Summary: Why does God put such an emphasis on giving? He makes you promises of what He'll do if you give cheerfully and generously... but why would He do that?
OPEN: A preacher told his church this story about an airplane trip he’d recently taken from Chicago to California:
"I was on the plane when they ran into some very severe turbulence. The plane began to shake terribly and the passengers were getting alarmed. Even the flight attendants were looking concerned. Finally, one of the passengers who sat behind him (and who knew he was a preacher) leaned over the seat and said, “This is really frightening. Do you suppose you could… I don't know... do something religious?'"
The preacher paused, smiled at his audience and said: "So I took up a collection."
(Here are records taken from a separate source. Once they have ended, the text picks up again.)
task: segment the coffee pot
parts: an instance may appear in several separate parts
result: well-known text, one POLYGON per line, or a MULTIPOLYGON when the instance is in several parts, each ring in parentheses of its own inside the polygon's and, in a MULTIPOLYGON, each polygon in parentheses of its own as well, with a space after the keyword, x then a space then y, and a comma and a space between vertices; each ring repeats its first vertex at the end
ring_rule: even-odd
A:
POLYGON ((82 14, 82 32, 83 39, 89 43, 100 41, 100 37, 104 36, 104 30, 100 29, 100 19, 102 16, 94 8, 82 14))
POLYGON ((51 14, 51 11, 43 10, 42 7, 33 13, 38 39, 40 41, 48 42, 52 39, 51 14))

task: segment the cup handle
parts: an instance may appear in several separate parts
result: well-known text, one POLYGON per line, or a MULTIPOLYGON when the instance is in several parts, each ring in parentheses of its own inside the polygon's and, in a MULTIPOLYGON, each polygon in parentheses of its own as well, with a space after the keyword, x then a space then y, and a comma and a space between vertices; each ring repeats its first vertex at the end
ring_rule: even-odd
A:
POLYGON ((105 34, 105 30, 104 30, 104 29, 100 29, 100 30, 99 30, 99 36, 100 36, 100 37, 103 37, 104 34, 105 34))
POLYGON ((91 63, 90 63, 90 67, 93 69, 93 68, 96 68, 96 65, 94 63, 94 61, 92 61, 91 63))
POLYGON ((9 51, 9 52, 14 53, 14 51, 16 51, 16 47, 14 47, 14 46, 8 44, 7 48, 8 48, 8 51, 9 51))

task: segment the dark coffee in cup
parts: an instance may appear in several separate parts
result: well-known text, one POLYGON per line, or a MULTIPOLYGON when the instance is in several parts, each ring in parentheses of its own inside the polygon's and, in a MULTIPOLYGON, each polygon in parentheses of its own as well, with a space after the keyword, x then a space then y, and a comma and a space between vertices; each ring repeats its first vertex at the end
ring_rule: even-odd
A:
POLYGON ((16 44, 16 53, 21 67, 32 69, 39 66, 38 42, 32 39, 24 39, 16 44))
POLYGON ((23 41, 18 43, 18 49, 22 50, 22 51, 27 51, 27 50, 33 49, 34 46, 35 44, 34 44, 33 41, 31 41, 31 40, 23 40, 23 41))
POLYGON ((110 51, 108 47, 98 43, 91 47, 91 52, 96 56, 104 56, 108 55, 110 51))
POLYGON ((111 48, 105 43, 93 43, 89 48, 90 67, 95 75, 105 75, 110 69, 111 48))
Money and church… it IS kind of a religious thing. In fact… it’s a BIBLICAL thing.
ILLUS: Someone studied Jesus parables and found that 16 of Jesus’ 38 parables (nearly half) were concerned with how we to handle money and possessions. In addition he found that - in the Gospels - an amazing 1 out of 10 verses deal directly with subject of money. Further, he noted: the Bible offers 500 verses on prayer, less than 500 verses on faith, but more than 2000 verses on money and possessions.
So, when God talks to us about how we use our money… it’s just part of the deal. Someone once noted: “a faith that hasn’t reached your wallet, probably hasn’t reached your heart.” (Adrian Rogers)
Last week I said it this way: how we handle our money is kind of a barometer of our faith. AND sometimes the barometer isn’t as much a reflection of the people in the audience as it is a reflection of the faith of the preacher.
ILLUS: I heard of one church where the church was struggling financially. It was one of those churches where the preacher knew what everybody was giving and he knew of certain folks who were fairly well of who were not doing their part. So the preacher got up in the pulpit and began naming names! THEN they passed the plate – not once, not twice, but 3 times… until the preacher was satisfied with what they’d taken in.
What’s that tell us about that preacher? Was he a dominating kind of person? Controlling? Maybe a little creepy? Yeah, probably. But I think it says even more about his faith. The church needed money and this preacher didn’t trust God to supply it. He didn’t think God would supply the need, so he felt he had to do it for God! That preacher lacked faith in God.
Now, at this congregation, I haven’t a clue what any of you put in the plate. I don’t want to know. I figure you put in the plate what you do because you love Jesus. It’s between you and God and I let God worry about the finances for this church.
But let’s flip the coin over - that story tells us a bit about the church this preacher served. There were apparently people out in the pews who were sitting on premises rather than standing on the promises. Why were they sitting rather than standing? Because the moment they stood up, their wallets would have been exposed. Some of the folks in THAT church didn’t seem to have the faith that Paul writes about in II Corinthians. That kind of faith was one where “Each one must give as he has decided in his heart, not reluctantly or under compulsion, for God loves a cheerful giver.” 2 Corinthians 9:7
Just to be clear, Paul was not talking about the tithe we take up every week. He was talking about a special offering. The church at Jerusalem was in trouble (there’d been a famine in that area and they were having trouble finding food to eat) and other congregations were taking up money to help them out.
But the principle is the same whether you’re giving your tithe or making a special offering. And here’s the principle: God doesn’t need your money.
There's an old Christian hymn where the first verse says this:
"My Father is rich in houses and lands, He holdeth the wealth of the world in His hands!
Of rubies and diamonds, of silver and gold, His coffers are full, He has riches untold. " (A Child Of The King)
He doesn't need your offerings and He doesn’t want you to give it grudgingly or reluctantly. But WHAT we give IS A REFLECTION of our faith… and of our love for God.
ILLUS: I read a church where they’d taken up the offering and brought the plates down front. The man who was supposed to pray took the plates - held them up in the air and he gave this prayer: "Lord, regardless of what we say about you, this is really what we say about you, this is really what we feel about you. Amen."